How do we get together to run our own communities better? If you live on an estate or street this is not too hard. You get to know your neighbours – there are a few nutcases, but people know who they are, and you can get regular local meetings organised where everyone can have a equal voice, and make sure no-one dominates decisions unfairly. The next street along may disagree – so what? If people want something they’ll have to get together and sort it out. There are some necessary things like drains, water, gas, electricity and rubbish collection and public transport that need to be co-ordinated, locally and regionally. The people who work in these industries tend to know how to get the work done. This applies to health services and education too. Housing and the environment are bigger problems. We urgently need to recycle more and use less plastic, as resources are getting scarce. There would be enough homes to go around if we built some on genuine brownfield and some greenfield sites and converted buildings currently empty or used by parasite industries like finance. We could decide where by regional accountable delegate groups who made reasonable decisions reporting back to their communities and then getting on with it without property exploiters interfering. The problem will sooner or later be big money. The oil companies control world finances for a reason. There is a lot you can do with recycled cooking oil though – most essential vehicles use diesel. Food distribution would take priority. We can grow more locally too. Power station output would have to go mostly to rail networks and hospitals at first. We’d have to get savvy with small scale renewable green power – sun, wind and tides – for domestic needs. And we can use boats – why not?

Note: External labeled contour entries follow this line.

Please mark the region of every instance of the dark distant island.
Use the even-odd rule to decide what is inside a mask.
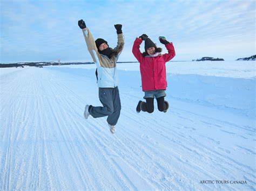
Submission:
[[[239,58],[236,60],[256,60],[256,55],[253,55],[251,57]]]
[[[212,57],[203,57],[201,59],[193,60],[192,61],[224,61],[224,59],[223,58],[214,58]]]

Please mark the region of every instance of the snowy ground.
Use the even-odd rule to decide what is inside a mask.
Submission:
[[[169,62],[170,108],[150,114],[138,65],[118,64],[114,135],[83,118],[95,65],[0,69],[0,188],[255,190],[255,62]]]

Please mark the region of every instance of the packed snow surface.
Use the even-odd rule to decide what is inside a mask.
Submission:
[[[95,65],[1,68],[0,188],[255,190],[255,63],[167,62],[152,114],[136,111],[139,64],[118,63],[114,135],[83,117],[101,105]]]

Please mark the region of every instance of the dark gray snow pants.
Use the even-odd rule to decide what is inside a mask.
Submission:
[[[103,107],[91,107],[90,114],[93,118],[108,116],[107,123],[116,125],[121,110],[118,88],[99,88],[99,98]]]

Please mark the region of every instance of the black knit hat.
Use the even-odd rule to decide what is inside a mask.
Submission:
[[[145,51],[146,52],[147,48],[150,47],[154,47],[157,49],[156,44],[149,38],[147,38],[145,39]]]
[[[95,44],[96,44],[96,47],[98,49],[99,49],[99,46],[103,43],[106,43],[107,45],[107,42],[102,38],[98,38],[95,40]],[[107,45],[108,46],[109,45]]]

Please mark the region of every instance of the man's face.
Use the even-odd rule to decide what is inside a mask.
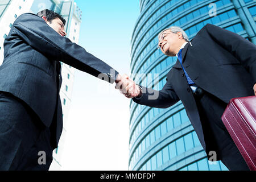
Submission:
[[[56,18],[55,19],[52,20],[51,23],[46,20],[46,18],[45,16],[43,16],[43,19],[46,21],[46,23],[47,23],[61,36],[64,36],[67,35],[67,33],[65,32],[64,25],[59,18]]]
[[[159,36],[158,46],[162,52],[166,55],[175,56],[181,38],[182,38],[181,32],[175,34],[167,30],[162,33]]]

I have been reading a lot of discussion on anarchist internet forums – from people who believe in direct democracy with decisions made locally and delegates having to stick to this mandate rather than follow a party line – about class struggle and the role of the middle class. Traditionally class struggle is seen as the rich – exploiters – against everyone else – exploited. I can’t accept this at face value with what’s going on now. There are too many collaborators. They need to decide which side they are on. I think it’s fairly easy to tell. The collaborators are the ones who care more about house prices than about building communities. Their priorities are wrong. They don’t like ‘dirty’ industries like car breakers where working class people are doing skilled work for the common good. They say you’ve no right to complain if you don’t vote. They are scared of the breakdown of civilisation, and haven’t bothered to notice it’s already broken, thanks to them following their leaders. You can get the better of them by creative sabotage, as with all collaborators.